Indian Agriculture in a Dilemma
India is still an agricultural country
India is an agricultural country. Nobody can dispute this fact, since over 70 percent of the Indian population still depends on agriculture.
Factors that led to agricultural prosperity
There has been a big boost in the Indian agricultural produce over the years. There is no disputing this fact also. No doubt, several factors, such as agricultural universities, construction of dams, use of new, improved technologies and equipment, tube-wells, fertilizers, seeds, new agricultural and irrigational methods, loans to farmers and creating awakening among them, etc. have all helped in changing India from a food importing to a food surplus country. I
The role of monsoon and Poor crop management
Still, one important factor, which has not been recognized or only half-heartedly recognized, is the condescended of the monsoon (rain) god to appear on the scene incessantly for about a decade and a half. Only a few times, this god played truant in certain states like Gujarat and Orissa and we had the well-deserved famines for having not been able to devise any means to do without this god largely, if not completely. – Another strange fact about Indian agriculture is that there is no crop management worth the name. If one year there is a boom of a particular crop in the market, the next year, the farmers will not sow it in large quantities, such that there will be scarcity in the market and the prices of that crop will shoot up and the poor people will be badly hit. This is what happened in the case of potatoes.
Crop rotation
This also happened because some unscrupulous traders, took advantage of the shortage in the market, creating more scarcity by hoarding the potatoes.
This act of the unscrupulous hoarders while benefiting only themselves, caused great misery to the consumers when even the producers were not benefited in any way.
Sometimes, the government’s lopsided policies only help the unscrupulous hoarders who grow fat at the cost of poor consumers and farmers. A few years ago the crop of onions in Gujarat and Maharashtra was spoiled due to adverse climatic conditions while the government had laid stress on exports and had taken no steps to store the product which was needed by every housewife in the kitchen.
Most pitiably, the government and the producers or others concerned, even more than 55 years after Independence, have not been able to find out adequate remedial means when a particular crop is destroyed by rains, drought, pests and insects, floods, etc.
Claims of superiority hollow
It is quite clear that the Indian agriculture which boasts of being number one in the world is not that in reality. It will be an empty boast to claim superiority for all times to come. Indian agriculture which still largely depends upon the monsoon is quite hollow at the core. Add to it the machinations of bureaucracy and disinterestedness of leaders and powers that be and a lack of awakening among the mass.
Recent policies
This is not to underestimate the achievements of our scientists and others in boosting Indian agriculture. One can only say that in the field of agriculture: “Much has been done but much more remains to be done.”

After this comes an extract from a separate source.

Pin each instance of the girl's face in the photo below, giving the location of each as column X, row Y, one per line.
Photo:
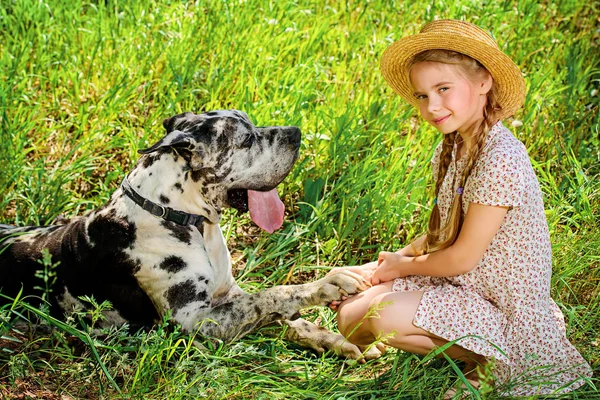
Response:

The glut of food grains in the country poses a big dilemma to the government. Now efforts are being made to shift some areas of land in the northern region from wheat and rice-producing crops to such crops as pulses, oil seeds, medicinal plants and herbs, horticulture, etc.
Lack of adequate preservation and processing facilities.
The lack of adequate food preservation and processing facilities in India causes alternate gluts and scarcity in different crops during different years. This causes misery to farmers and consumers alike, besides being a perennial dilemma for them.